Two weeks ago, I happened upon Westward the Women, a movie I hadn’t seen since I was about eight years old. I grew up a fan of the Western genre, and back then there were plenty of Westerns being filmed to keep my fire lit. At the age of five, according to my mother, my boyfriend was Roy Rogers. One day she saw me making mud pies and asked who the pies were for. “Roy,” I answered. A year later I carried my lunch to school in a Roy Rogers lunch pail.

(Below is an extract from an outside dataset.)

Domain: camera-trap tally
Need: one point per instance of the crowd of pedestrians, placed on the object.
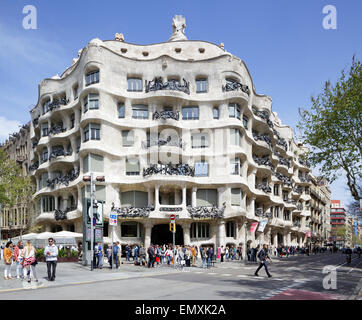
(23, 260)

Many western-themed movies in the 50’s and 60’s treated
America’s westward expansion lightly and tritely. There was always singing and
dancing around a campfire and an attack by indigenous people which the natives usually
lost. Westerns featured male actors more than they did female, and actresses along
for the ride usually had well-coiffed hair and pretty dresses that were clean
and unwrinkled.
Westward the Women was an exception. This movie about
a wagon train of mail order brides traveling to California was filmed in black
and white, one way to highlight how dirty and treacherous such trips were. It has since been colorized, but for me, blue skies and blue eyes are a distraction. These women got muddy, sweaty, sunburned, broken
and bloodied. Their hair was usually a mess, and their dresses looked like rags
by the time they reached California. The stark realism in the black and white version I saw as a child may be why this movie
made such an impression it stuck with me most of my life.
Movies filmed years later such as Meeks Cutoff (2010)

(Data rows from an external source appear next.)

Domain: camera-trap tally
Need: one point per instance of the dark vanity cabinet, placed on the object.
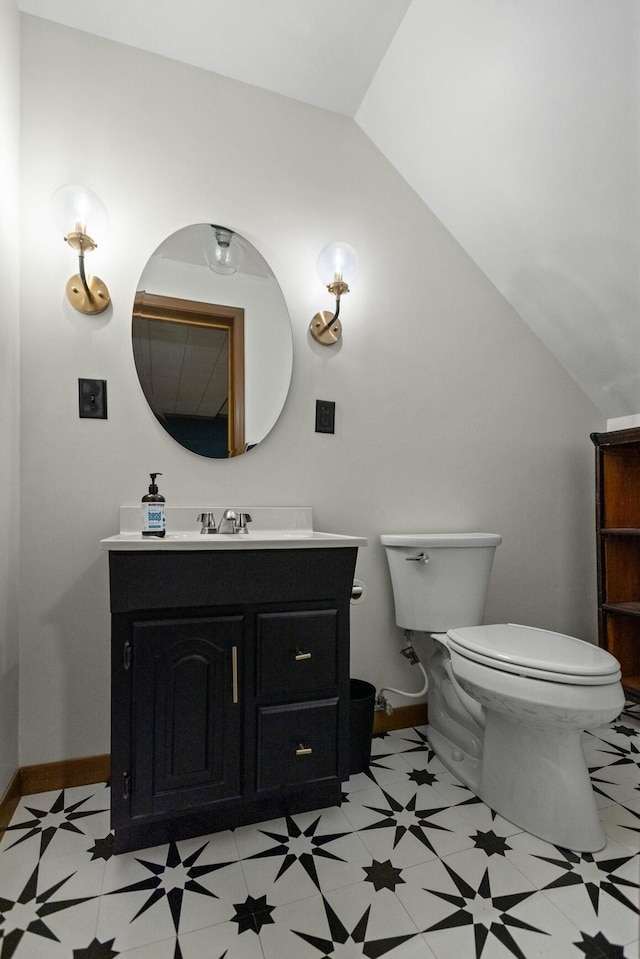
(230, 687)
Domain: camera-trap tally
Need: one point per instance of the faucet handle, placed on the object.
(208, 522)
(241, 522)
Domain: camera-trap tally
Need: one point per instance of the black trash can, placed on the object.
(363, 698)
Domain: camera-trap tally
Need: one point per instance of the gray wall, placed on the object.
(450, 412)
(9, 385)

also show how strong women had to be to make the endless trek across deserts
and mountains. I have seen two episodes of 1883 since it was released
this year, and thus far it appears to have even more realistic roles for women
than Meeks Cutoff or Westward the Women.
Another accurate depiction of women pioneers can be seen at
the National Historic Oregon Trail Interpretive Center located in Baker City, Oregon. In the
museum’s living history displays, the hems of the women’s dresses are caked with
dirt as they walk alongside, not ride in covered wagons. Painstaking details,
such as the fatigue etched on mannikin pioneer faces and artificial flies
perched on artificial oxen dung, make this replica of the true Oregon Trail
experience worth a trip to Baker City.